View from the Deck

socksfeetI’m sitting on the floor of the kitchen, eyeballing the tiles.  Can’t even remember why I came down here.  Something to do with floor cleaner.  Don’t worry – it’s quite pleasant.  No floor cleaning is happening. But the view is  illuminating. For starters, the bottom of my cupboards are covered in brown stuff. There’s a sock under the fridge. And a spider across the way who looks a bit freaked out.  Hello my hairy friend.  I mean you no harm.

Normally, the way I deal with mental clutter is to tidy the physical clutter. But not today. The house is a tip – and so is my brain. Drawers overflowing with pants and thoughts.

I’m having a go at ‘just being’.   It’s hard work. My brain’s like a rocket, charging off to organise dinner and check facebook. Come back here, right this minute. And stay there.

I was reading this morning about Jesus sleeping during a massive storm.  I haven’t been sailing since I puked my guts up on the Larne-Cairnryan ferry.  But I know how it feels to be rocked by waves.  And like the disciples,  I try to take charge. The way I cope is by doing stuff.  Transferring the internal to the external.  Cleaning and fussing and staying busy and ticking off tasks.  Internally I’m fuming ‘Lord – don’t you care if I drown?’ But when everything else fails, when my brain fries and I melt into an exhausted puddle, I’m forced to turn back to Jesus.  His words that still the storm, not my lists.

39 He got up, rebuked the wind and said to the waves, ‘Quiet! Be still!’ Then the wind died down and it was completely calm. 40 He said to his disciples, ‘Why are you so afraid? Do you still have no faith?’ 41 They were terrified and asked each other, ‘Who is this? Even the wind and the waves obey him!’ (Mark 4:39-41)

I’m still overwhelmed. But when I get back to marvelling, “Who is this?” – it’s not my worries that knock me over: it’s a Person.

7 thoughts on “View from the Deck

  1. Thankyou Emma. I love the song by Struart Townend called ‘the man who calmed the sea’. It reminds me of Jesus’ power with such compelling gentleness that it’s hard not to let hope creep into my soul.
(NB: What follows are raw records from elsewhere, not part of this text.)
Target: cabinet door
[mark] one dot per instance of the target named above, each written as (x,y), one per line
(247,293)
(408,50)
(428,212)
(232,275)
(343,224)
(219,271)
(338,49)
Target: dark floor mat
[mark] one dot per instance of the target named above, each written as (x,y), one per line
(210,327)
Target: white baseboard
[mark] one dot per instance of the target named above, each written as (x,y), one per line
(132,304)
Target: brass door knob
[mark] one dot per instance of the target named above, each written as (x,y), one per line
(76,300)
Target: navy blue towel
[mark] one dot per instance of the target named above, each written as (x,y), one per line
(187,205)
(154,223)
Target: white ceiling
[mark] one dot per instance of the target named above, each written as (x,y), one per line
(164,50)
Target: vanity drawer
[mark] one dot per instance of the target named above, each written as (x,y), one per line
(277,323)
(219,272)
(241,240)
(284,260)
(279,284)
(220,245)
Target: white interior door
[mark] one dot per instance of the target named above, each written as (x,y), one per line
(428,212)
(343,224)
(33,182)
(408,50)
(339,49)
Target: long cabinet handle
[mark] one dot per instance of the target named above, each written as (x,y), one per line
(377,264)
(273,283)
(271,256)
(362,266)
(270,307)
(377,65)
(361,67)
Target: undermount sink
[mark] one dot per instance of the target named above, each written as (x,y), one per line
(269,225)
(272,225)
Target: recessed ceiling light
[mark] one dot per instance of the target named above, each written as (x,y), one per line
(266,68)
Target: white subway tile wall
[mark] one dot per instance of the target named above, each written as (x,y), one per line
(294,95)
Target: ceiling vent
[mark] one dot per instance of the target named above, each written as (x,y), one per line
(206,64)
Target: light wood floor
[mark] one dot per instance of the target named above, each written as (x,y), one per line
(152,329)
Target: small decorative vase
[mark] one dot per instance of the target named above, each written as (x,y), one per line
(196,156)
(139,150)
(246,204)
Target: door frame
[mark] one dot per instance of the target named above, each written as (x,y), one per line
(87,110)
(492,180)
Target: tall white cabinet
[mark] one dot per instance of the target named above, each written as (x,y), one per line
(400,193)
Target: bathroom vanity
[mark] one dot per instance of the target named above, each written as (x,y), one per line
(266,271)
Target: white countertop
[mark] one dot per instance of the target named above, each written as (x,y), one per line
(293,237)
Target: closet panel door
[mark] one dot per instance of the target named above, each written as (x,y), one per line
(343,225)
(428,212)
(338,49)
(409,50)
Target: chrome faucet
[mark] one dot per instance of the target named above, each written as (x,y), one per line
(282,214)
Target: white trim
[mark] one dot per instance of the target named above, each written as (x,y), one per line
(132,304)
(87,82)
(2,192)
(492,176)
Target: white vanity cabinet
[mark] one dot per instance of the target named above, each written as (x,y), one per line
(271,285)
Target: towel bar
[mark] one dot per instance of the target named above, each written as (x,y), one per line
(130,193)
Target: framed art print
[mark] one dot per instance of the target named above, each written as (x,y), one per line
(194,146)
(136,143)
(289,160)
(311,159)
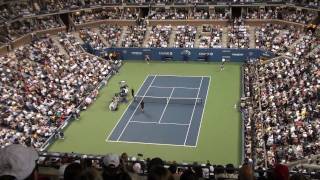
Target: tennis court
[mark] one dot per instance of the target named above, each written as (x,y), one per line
(173,112)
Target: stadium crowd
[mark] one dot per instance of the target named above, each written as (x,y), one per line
(276,38)
(112,166)
(111,33)
(238,35)
(210,37)
(287,119)
(91,37)
(41,88)
(185,36)
(288,14)
(135,36)
(159,36)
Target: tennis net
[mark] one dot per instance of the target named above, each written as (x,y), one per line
(155,99)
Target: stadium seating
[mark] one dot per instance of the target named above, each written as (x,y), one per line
(47,77)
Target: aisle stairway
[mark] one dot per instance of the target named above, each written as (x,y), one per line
(252,37)
(77,36)
(147,36)
(56,39)
(172,36)
(197,39)
(224,40)
(123,33)
(101,37)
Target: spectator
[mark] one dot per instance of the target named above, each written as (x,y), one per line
(112,168)
(18,162)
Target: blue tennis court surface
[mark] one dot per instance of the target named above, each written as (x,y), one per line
(172,115)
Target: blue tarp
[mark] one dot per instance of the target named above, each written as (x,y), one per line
(178,54)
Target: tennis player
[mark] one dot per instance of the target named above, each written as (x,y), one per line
(142,105)
(147,58)
(222,64)
(132,93)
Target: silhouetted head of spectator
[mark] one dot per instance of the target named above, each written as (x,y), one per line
(281,172)
(173,168)
(154,163)
(159,173)
(90,174)
(112,168)
(298,176)
(72,171)
(18,162)
(188,175)
(246,173)
(230,169)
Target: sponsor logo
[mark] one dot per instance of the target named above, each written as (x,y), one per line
(205,53)
(136,53)
(237,54)
(186,53)
(165,53)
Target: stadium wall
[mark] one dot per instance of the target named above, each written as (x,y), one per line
(184,54)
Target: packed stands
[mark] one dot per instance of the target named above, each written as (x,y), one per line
(41,87)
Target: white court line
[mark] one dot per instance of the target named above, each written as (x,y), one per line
(126,109)
(164,110)
(194,107)
(203,111)
(177,87)
(136,108)
(144,122)
(144,143)
(159,75)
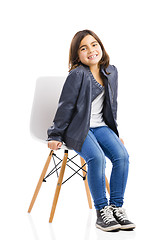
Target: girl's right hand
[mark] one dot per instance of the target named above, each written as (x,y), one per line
(54,145)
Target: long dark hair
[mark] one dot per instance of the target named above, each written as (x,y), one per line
(75,43)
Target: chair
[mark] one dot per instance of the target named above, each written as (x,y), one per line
(47,93)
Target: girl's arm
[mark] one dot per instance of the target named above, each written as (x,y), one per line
(66,106)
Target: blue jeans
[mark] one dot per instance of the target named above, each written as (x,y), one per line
(102,142)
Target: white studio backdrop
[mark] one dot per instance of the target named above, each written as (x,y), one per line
(34,42)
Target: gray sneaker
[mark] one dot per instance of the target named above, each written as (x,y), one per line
(106,221)
(121,217)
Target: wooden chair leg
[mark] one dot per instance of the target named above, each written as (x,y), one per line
(86,184)
(40,181)
(59,183)
(107,185)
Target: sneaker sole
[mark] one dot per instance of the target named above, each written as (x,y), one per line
(128,227)
(110,229)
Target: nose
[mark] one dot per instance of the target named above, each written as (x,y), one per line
(90,49)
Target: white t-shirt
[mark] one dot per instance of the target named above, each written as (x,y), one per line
(96,119)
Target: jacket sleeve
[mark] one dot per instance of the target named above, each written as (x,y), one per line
(115,104)
(66,106)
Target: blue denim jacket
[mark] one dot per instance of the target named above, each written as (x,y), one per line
(72,119)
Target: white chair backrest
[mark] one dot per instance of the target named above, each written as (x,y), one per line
(46,97)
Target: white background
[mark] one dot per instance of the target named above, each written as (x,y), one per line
(34,41)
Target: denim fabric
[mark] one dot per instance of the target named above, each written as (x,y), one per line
(72,118)
(102,142)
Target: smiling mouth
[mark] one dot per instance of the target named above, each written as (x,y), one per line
(93,56)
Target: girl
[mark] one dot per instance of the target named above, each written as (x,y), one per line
(86,121)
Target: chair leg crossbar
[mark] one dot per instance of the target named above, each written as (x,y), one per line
(64,162)
(56,168)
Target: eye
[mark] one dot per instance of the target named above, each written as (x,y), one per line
(83,49)
(95,44)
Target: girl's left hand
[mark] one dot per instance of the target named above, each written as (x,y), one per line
(122,140)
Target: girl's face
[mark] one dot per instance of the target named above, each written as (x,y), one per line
(90,52)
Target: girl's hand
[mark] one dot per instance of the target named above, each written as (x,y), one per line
(122,140)
(54,145)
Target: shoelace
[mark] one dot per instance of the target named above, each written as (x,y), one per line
(107,214)
(120,213)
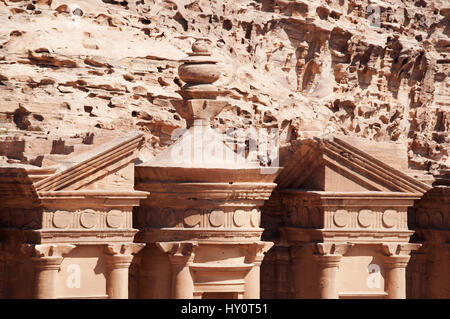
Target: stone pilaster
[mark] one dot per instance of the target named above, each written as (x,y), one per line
(118,260)
(299,254)
(396,258)
(2,273)
(255,255)
(46,259)
(328,257)
(181,254)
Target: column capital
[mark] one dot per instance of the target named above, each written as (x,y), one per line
(123,249)
(396,261)
(46,250)
(396,249)
(180,253)
(257,251)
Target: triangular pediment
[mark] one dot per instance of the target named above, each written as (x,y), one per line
(331,164)
(107,167)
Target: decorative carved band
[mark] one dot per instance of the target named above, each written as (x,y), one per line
(179,252)
(88,219)
(218,218)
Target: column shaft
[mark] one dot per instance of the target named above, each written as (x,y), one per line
(252,282)
(328,267)
(182,283)
(117,281)
(396,276)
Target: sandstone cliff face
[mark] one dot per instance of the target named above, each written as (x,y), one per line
(74,73)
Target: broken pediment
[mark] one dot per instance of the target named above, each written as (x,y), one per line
(332,164)
(107,167)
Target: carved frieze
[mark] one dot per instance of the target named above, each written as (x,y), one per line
(20,218)
(87,219)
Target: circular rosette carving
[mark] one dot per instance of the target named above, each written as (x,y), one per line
(62,219)
(239,218)
(255,218)
(423,219)
(217,218)
(365,218)
(437,219)
(88,218)
(390,217)
(341,218)
(114,218)
(192,217)
(168,217)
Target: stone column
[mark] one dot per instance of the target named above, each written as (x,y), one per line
(328,257)
(396,258)
(298,256)
(2,273)
(47,259)
(255,255)
(118,261)
(181,254)
(46,270)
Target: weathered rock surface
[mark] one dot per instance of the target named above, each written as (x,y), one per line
(71,72)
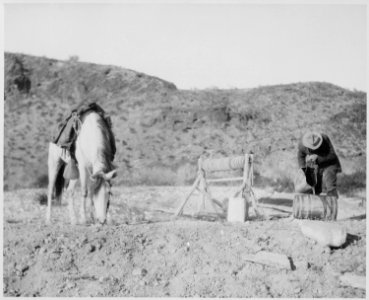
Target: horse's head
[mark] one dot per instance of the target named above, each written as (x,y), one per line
(101,193)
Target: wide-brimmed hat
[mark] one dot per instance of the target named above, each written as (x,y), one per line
(312,140)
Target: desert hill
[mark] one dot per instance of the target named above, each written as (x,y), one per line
(161,130)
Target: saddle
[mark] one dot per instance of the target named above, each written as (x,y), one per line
(67,130)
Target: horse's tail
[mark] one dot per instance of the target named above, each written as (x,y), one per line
(59,184)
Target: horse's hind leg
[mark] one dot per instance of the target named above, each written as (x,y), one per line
(84,191)
(54,165)
(71,194)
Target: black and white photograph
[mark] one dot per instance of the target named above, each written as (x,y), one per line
(187,149)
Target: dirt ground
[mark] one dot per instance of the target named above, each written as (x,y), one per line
(145,252)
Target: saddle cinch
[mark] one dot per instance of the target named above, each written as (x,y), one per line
(67,133)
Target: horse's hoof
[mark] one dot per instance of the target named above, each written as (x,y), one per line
(82,222)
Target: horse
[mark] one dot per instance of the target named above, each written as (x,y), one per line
(94,154)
I also experience distress but sometimes it is the gnawing anxiety and emptiness inside that desires to be satisfied that compels me to eat rather than feast on the broken body of Christ and the love of my Father.

  2. Now I know I should be holy about this… but I’m really just very encouraged that you have a sock under the fridge. Makes me feel a whole lot better…!

  3. I’ve just been told “recovery” doesn’t mean what I thought it did. Apparently I’ll still struggle with intense emotions, sometimes feel unloveable/unacceptable and still have trouble accepting my body. So, is it worth it? What’s the point? What does “recovery” even mean? Would really value answers from anyone who knows – especially if you think it IS worthwhile to pursue. But if it’s not, tell me know before I bankrupt myself trying to pay for it and before I let go of my dream of being thin.

  4. Thanks D+A

    Lorraine: I’m googling the song!

    PWP: recovery is totally worth it. But it’s recovery from an ED, not from being human. And as far as I can see, normal life will include feeling rubbish sometimes – sad or upset or self-doubting. But what we do learn is not to be scared of these things in themselves. We learn to handle our feelings without them destroying us. We start to live: to enjoy relationships and to fight real battles; not about what’s on our plate, but the stuff that’s really important. We become more of ourselves – and instead of being howled at by obsessions and lies we see ourselves as Christ does: which is a miracle.

  5. PWP,
    Let me try the recovery bit:

    Recovery means we finally see we are not really God ,like we once thought.
    This is embarrassing.
    Recovery means we see we are actually our own worst enemy.
    This is painful.
    Recovery means we have found the source of true life.
    This is hopeful.
    Recovery means we follow that source where ever He leads us.
    This is scary.
    Recovery means we find rest in the arms of God.
    This is liberating.
    Recovery means we choose these things over and over and over, living moment by moment in the strength of Christ alone.